Medical Malpractice Lawsuits: Payouts are Up
CBS News reports that, according to a study conducted by physicians from Brigham and Women’s Hospital, paid medical malpractice claims declined by about 56 percent between 1992 and 2014. The average payout for a successful malpractice claim, however, jumped over 23 percent reaching a high of $353,000 for the 2009-2014 time period.
Dr. Adam Schaffer, lead author of the study, speculates that this change in medical malpractice payouts is due to recent tort reform that placed statutory limits on medical malpractice damages. The study could mean that, because of the statutory limit on damages, lawyers are less inclined to take medical malpractice cases. The study suggests that the cases lawyers do take, however, are those that might present a bigger payout at the end. This would explain why the overall number of medical malpractice claims went down while the average payout per claim would be expected to rise.

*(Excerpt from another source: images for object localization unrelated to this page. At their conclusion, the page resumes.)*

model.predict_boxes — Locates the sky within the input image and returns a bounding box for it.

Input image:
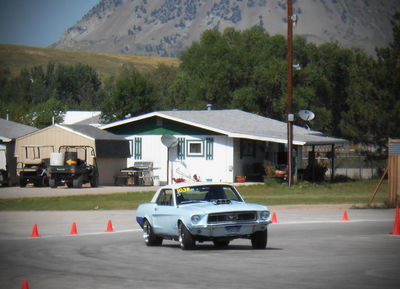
[0,0,100,47]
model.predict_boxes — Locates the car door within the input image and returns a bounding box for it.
[152,189,179,235]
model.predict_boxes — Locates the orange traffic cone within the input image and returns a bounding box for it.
[30,224,40,237]
[69,222,78,235]
[342,210,349,221]
[390,206,400,235]
[21,280,29,289]
[271,212,278,223]
[105,220,114,232]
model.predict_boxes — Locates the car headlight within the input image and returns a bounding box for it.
[260,211,270,221]
[191,215,202,224]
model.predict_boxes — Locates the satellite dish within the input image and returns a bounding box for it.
[299,110,315,121]
[161,135,178,148]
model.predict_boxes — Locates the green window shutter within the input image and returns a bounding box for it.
[206,137,214,160]
[134,137,142,160]
[178,137,185,160]
[129,140,134,157]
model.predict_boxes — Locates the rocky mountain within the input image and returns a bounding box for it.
[51,0,398,57]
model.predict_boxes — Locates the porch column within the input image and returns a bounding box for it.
[311,145,315,182]
[330,144,335,182]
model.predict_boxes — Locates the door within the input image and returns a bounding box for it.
[152,189,179,235]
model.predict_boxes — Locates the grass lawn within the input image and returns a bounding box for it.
[0,180,389,211]
[240,180,388,206]
[0,44,180,78]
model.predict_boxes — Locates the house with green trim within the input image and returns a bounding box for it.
[101,109,347,184]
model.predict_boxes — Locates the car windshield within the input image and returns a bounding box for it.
[175,185,243,205]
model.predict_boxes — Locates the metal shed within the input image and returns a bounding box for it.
[15,124,130,185]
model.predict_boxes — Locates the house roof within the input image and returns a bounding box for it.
[101,109,347,146]
[59,124,125,141]
[0,118,38,142]
[62,111,101,125]
[75,115,102,126]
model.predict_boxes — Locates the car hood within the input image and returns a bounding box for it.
[178,201,268,215]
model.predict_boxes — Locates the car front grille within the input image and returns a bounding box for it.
[207,211,257,223]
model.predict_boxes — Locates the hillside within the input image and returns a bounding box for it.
[51,0,398,57]
[0,44,180,78]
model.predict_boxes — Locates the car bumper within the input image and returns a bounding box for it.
[188,221,271,238]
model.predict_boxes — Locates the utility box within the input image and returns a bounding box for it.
[388,138,400,207]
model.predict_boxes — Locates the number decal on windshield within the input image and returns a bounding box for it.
[176,187,190,193]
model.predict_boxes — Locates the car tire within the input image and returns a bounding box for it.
[49,178,57,188]
[251,229,268,249]
[90,175,99,187]
[40,175,49,187]
[213,239,230,248]
[73,176,83,188]
[178,222,196,250]
[143,219,162,246]
[19,178,27,188]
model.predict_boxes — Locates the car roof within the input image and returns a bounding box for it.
[150,182,240,203]
[160,182,234,190]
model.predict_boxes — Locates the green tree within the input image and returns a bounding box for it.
[21,98,65,128]
[1,62,103,124]
[55,63,102,108]
[101,71,158,122]
[179,28,240,109]
[340,12,400,148]
[146,64,178,110]
[0,65,11,118]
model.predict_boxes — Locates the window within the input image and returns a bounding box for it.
[175,185,243,204]
[156,189,174,206]
[187,140,204,157]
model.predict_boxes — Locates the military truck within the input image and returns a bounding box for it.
[48,145,99,188]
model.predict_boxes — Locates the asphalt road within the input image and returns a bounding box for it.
[0,209,399,289]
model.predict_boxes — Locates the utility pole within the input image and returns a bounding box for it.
[287,0,294,186]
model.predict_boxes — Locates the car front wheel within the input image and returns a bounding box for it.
[73,176,83,188]
[49,178,57,188]
[143,219,162,246]
[178,222,195,250]
[251,229,268,249]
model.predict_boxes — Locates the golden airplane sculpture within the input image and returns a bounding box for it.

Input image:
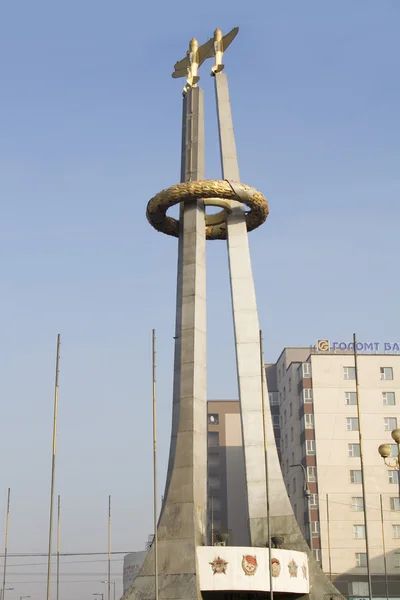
[172,27,239,93]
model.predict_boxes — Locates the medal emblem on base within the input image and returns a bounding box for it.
[288,559,298,577]
[271,557,281,577]
[241,555,258,576]
[210,556,228,575]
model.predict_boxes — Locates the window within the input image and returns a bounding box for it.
[287,481,290,495]
[289,377,292,392]
[208,432,219,447]
[313,549,321,562]
[353,524,366,539]
[350,470,362,484]
[383,392,396,405]
[307,466,316,482]
[303,389,313,403]
[309,494,318,508]
[389,444,398,457]
[306,440,316,455]
[351,582,369,596]
[345,391,357,405]
[305,414,314,429]
[279,392,282,404]
[391,497,400,511]
[208,453,221,467]
[355,552,367,567]
[284,410,287,424]
[278,368,281,382]
[208,475,220,489]
[346,417,359,431]
[344,366,356,380]
[392,524,400,539]
[283,387,286,401]
[384,417,398,431]
[282,362,285,375]
[286,459,289,474]
[269,392,279,405]
[351,497,364,511]
[272,415,280,429]
[293,477,296,493]
[291,452,295,465]
[209,496,221,511]
[212,519,222,532]
[290,427,294,442]
[395,553,400,568]
[348,443,360,457]
[208,413,219,425]
[311,521,319,536]
[381,367,394,380]
[285,434,288,449]
[289,402,293,417]
[275,437,281,451]
[389,471,399,484]
[303,363,311,378]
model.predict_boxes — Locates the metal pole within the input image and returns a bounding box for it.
[2,488,10,600]
[353,333,372,600]
[259,331,273,600]
[380,494,389,600]
[290,464,312,553]
[57,494,60,600]
[47,332,61,600]
[326,494,332,581]
[152,329,159,600]
[108,495,111,600]
[211,496,214,545]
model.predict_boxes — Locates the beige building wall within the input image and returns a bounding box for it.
[208,347,400,597]
[310,353,400,579]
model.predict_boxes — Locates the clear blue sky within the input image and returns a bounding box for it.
[0,1,399,598]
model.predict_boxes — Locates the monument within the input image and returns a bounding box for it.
[124,28,341,600]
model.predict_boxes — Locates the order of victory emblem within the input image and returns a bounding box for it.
[241,555,258,576]
[302,563,308,579]
[288,559,298,578]
[209,556,228,575]
[271,557,281,577]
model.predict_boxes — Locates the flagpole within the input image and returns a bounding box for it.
[57,494,60,600]
[1,488,11,600]
[152,330,159,600]
[353,333,372,600]
[259,331,273,600]
[108,495,111,600]
[47,334,61,600]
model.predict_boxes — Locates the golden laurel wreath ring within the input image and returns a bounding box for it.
[146,179,269,241]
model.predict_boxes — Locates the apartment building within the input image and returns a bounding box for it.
[207,345,400,598]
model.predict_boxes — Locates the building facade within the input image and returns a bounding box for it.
[207,347,400,598]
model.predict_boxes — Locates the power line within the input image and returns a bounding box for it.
[1,558,124,568]
[0,551,132,558]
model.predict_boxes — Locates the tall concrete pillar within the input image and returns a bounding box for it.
[128,87,206,600]
[214,71,340,599]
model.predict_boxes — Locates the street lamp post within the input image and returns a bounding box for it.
[101,580,115,600]
[378,428,400,499]
[290,464,313,552]
[378,428,400,470]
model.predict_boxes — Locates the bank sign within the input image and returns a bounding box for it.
[317,339,400,353]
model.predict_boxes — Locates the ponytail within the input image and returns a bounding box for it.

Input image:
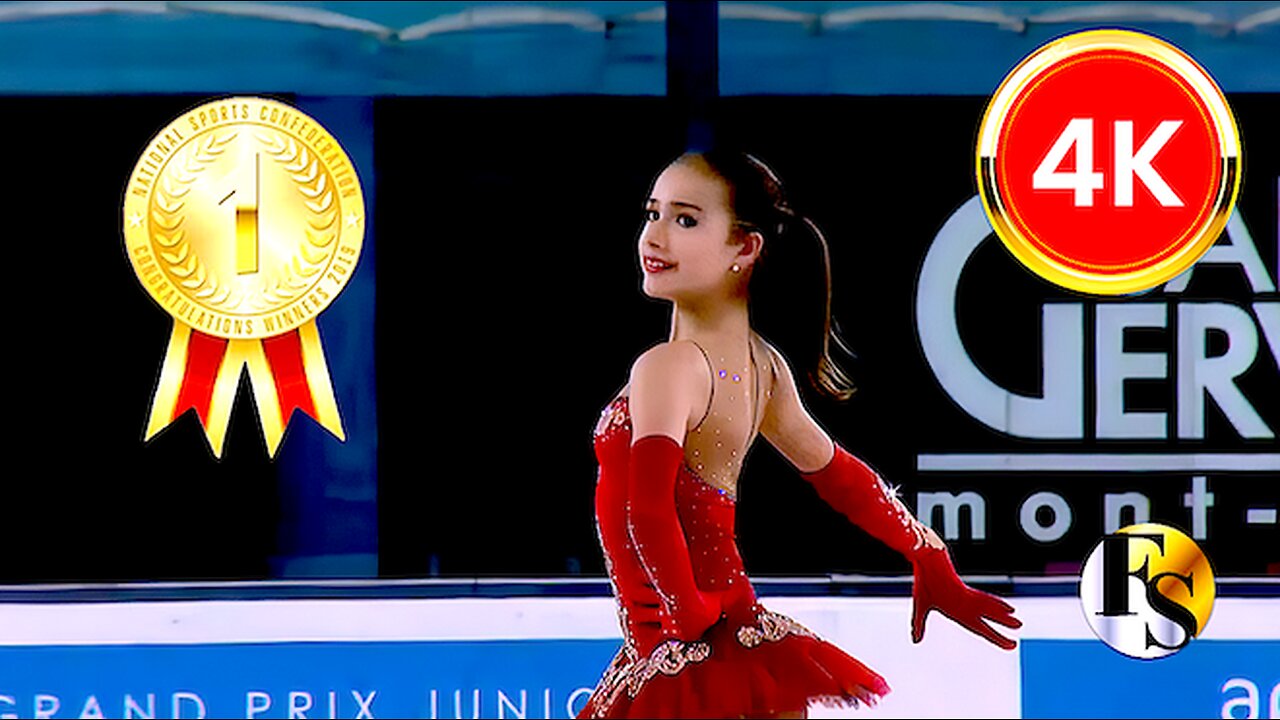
[798,214,856,401]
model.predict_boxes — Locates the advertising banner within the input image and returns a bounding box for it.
[1,596,1275,718]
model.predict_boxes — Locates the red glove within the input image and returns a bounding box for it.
[912,544,1021,650]
[626,435,723,641]
[802,445,1021,650]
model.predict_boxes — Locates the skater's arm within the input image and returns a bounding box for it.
[759,344,1021,650]
[759,343,933,555]
[627,341,708,444]
[626,342,722,640]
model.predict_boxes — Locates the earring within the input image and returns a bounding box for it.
[731,263,741,274]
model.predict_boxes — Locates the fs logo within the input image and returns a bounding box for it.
[1080,523,1216,659]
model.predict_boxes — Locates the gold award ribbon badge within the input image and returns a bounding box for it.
[123,97,364,457]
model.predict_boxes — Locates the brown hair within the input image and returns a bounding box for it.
[677,150,856,401]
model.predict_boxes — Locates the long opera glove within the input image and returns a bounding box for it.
[626,435,723,641]
[802,445,1022,650]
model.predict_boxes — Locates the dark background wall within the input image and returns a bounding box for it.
[374,94,1279,579]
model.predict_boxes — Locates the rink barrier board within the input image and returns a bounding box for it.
[0,592,1276,718]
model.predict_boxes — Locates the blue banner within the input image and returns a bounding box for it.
[0,640,618,719]
[1022,639,1280,719]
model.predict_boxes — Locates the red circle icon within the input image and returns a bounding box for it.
[977,30,1240,294]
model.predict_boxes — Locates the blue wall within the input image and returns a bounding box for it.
[1,2,1276,96]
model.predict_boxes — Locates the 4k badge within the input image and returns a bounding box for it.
[978,30,1240,295]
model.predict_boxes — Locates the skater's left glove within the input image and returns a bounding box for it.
[910,544,1022,650]
[801,444,1021,651]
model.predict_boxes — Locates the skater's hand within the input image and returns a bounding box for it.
[910,544,1022,650]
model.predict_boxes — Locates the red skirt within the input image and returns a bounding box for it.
[577,609,890,719]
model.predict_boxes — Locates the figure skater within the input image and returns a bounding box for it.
[579,150,1021,719]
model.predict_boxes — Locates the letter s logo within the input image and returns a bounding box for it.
[1080,523,1215,659]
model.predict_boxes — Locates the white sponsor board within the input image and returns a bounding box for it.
[1,594,1275,718]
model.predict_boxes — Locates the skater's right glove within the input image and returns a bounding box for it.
[627,434,724,641]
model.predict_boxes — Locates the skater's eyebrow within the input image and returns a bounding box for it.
[645,198,704,212]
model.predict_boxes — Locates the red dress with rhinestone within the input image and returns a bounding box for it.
[577,396,890,719]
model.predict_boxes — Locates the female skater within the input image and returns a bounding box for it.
[579,151,1021,719]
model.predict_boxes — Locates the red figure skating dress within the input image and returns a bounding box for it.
[578,391,889,719]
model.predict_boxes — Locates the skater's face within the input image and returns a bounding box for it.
[638,157,754,302]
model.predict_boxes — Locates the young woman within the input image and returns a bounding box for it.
[578,151,1021,719]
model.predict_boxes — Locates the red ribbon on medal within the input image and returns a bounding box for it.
[145,319,344,458]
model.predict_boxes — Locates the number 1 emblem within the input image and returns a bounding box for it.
[235,153,260,275]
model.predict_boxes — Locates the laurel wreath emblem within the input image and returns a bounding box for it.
[149,130,338,312]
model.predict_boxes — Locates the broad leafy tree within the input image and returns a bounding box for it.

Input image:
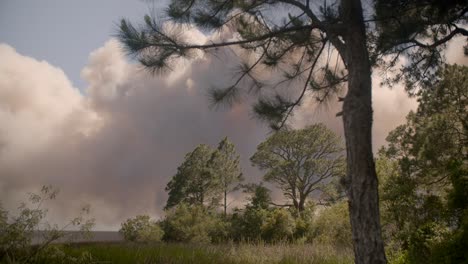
[209,137,244,215]
[251,124,345,212]
[165,144,218,209]
[118,0,467,262]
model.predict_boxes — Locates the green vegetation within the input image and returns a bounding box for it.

If Schaffer is correct about these trends resulting from tort reform, then tort reform has resulted in a 75.8% reduction in claims against pediatricians between 1992 and 2014 (the largest decline) and a 13.5% reduction in claims against cardiologists (the smallest). Researchers found that the average amount of the payments for medical malpractice claims increased by 23.3%, with claims against neurosurgeons yielding the highest payments and claims against dermatologists yielding the lowest. The number of claims yielding more than 1 million dollars also increased during the time period that the study measured.
While some would like to suggest that the decline in claims could simply be attributed to providing safer care, both Schaffer and Dr. David Troxel, medical director for the nation’s largest physician-owned malpractice insurer, say not so. Schaffer notes that other studies looking at medical errors have not found trends that mirror the Brigham study and Troxel says the fact that a similar decline occurred in other lines of casualty insurance undercuts the safer patient care theory.